Choosing to buy a franchise can be the first step toward business ownership. Many find being your own boss coupled with the high success rate of franchising highly appealing.
However, like any new business venture, buying a franchise requires more liquid capital up front than most people have. Here are some of the common financing options for funding a new franchise opportunity.
Many of the larger franchisors offer financing options to their franchisees. Franchisor financing can either come from the franchisor itself or from a third party that the franchisor has an established relationship with. For many this is a great way to go, but if the franchise that you have selected to invest with does not provide financing options, you’ll need to consider your other funding opportunities.
Banks and other lending and financing institutions make up the traditional sources of financing for any large purchase. However, in today’s current economy traditional financing can be hard to come by. Most large banks have tightened the requirements on which they are willing to lend and many people are finding it hard to secure financing through these traditional means.
The U.S. Small Business Administration (SBA) promotes the growth of small businesses. To encourage banks and other lenders to finance small businesses, such as new franchises, the SBA backs loans made to these entities.
The SBA will back up to 85% of the loan made to a new franchise. Many new franchisees choose SBA backed loans because they have competitive interest rates and can have a longer term than traditional bank loans.
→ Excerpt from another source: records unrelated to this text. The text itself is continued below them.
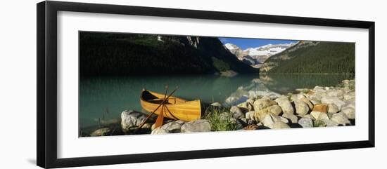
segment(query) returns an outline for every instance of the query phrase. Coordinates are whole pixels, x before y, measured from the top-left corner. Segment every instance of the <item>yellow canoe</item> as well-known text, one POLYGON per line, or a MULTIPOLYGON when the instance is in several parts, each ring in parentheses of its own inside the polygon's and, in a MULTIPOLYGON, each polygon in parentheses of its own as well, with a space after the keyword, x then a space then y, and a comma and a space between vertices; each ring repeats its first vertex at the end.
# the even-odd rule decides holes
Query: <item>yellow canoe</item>
MULTIPOLYGON (((142 90, 140 97, 140 102, 144 109, 148 112, 153 112, 164 100, 164 95, 152 92, 145 89, 142 90)), ((201 119, 201 100, 186 101, 184 99, 170 96, 165 102, 167 107, 164 109, 164 116, 175 120, 193 121, 201 119)), ((163 109, 159 107, 155 112, 160 114, 163 109)))

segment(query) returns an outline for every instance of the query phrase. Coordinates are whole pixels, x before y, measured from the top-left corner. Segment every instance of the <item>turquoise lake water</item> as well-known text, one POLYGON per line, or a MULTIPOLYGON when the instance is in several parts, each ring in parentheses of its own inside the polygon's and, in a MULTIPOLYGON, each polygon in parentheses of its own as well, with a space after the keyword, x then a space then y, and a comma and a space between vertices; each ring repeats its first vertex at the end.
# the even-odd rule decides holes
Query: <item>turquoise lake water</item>
POLYGON ((139 100, 142 88, 163 93, 166 85, 170 86, 170 92, 179 86, 174 96, 189 100, 200 99, 205 103, 227 104, 227 98, 239 95, 241 91, 286 94, 296 93, 296 88, 334 86, 349 79, 353 77, 341 74, 248 74, 234 77, 171 75, 83 78, 79 86, 79 123, 81 128, 96 126, 101 121, 114 123, 119 121, 121 112, 125 109, 143 111, 139 100))

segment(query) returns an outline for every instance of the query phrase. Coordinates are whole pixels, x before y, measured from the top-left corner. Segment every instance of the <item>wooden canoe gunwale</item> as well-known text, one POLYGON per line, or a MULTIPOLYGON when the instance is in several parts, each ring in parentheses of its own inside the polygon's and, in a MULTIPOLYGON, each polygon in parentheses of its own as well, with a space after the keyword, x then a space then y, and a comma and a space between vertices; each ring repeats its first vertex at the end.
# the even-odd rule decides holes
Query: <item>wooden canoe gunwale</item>
MULTIPOLYGON (((143 89, 140 96, 140 103, 144 109, 152 112, 160 105, 163 98, 163 94, 143 89)), ((185 121, 201 119, 201 104, 200 100, 186 101, 182 98, 170 96, 165 102, 167 104, 165 104, 166 109, 165 109, 164 116, 167 118, 185 121)), ((155 114, 158 115, 161 111, 162 109, 159 108, 155 114)))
Using your 401K or IRA to fund a new franchise is another source of possible funding. New franchises have a higher rate of success than a standard startup business, so you may find that the risk is worth the potential reward.
When withdrawing money to finance your franchise you don’t have to suffer the tax forfeits because you are reinvesting the funds. Setting up your new franchise as a corporation allows you to use retirement funds to buy stocks in your own franchise as a means of financing.
Finding investors to finance your franchise start up is a viable means of funding for a business, however there is a lot to consider here. Choosing friends or family to invest in your start up could turn your relationship sour should the business ultimately fail. With any investor it is important to have thorough, clear, detailed agreements in writing, regardless of who that investor is. With the details in writing, each party should know exactly what to expect from the business agreement.
If your home has retained its value or even increased in value, using the equity that you have built is another option for financing a new franchise. There are two ways to use home equity as financing, either as a onetime lump sum loan or as an ongoing line of credit. The down side of using your home as collateral on a new business is that you could potentially lose your home should your business fail.
Because there are so many options to finance your franchise start up, it is a good idea to research your options carefully to determine which will ultimately be the best fit for you and your new business.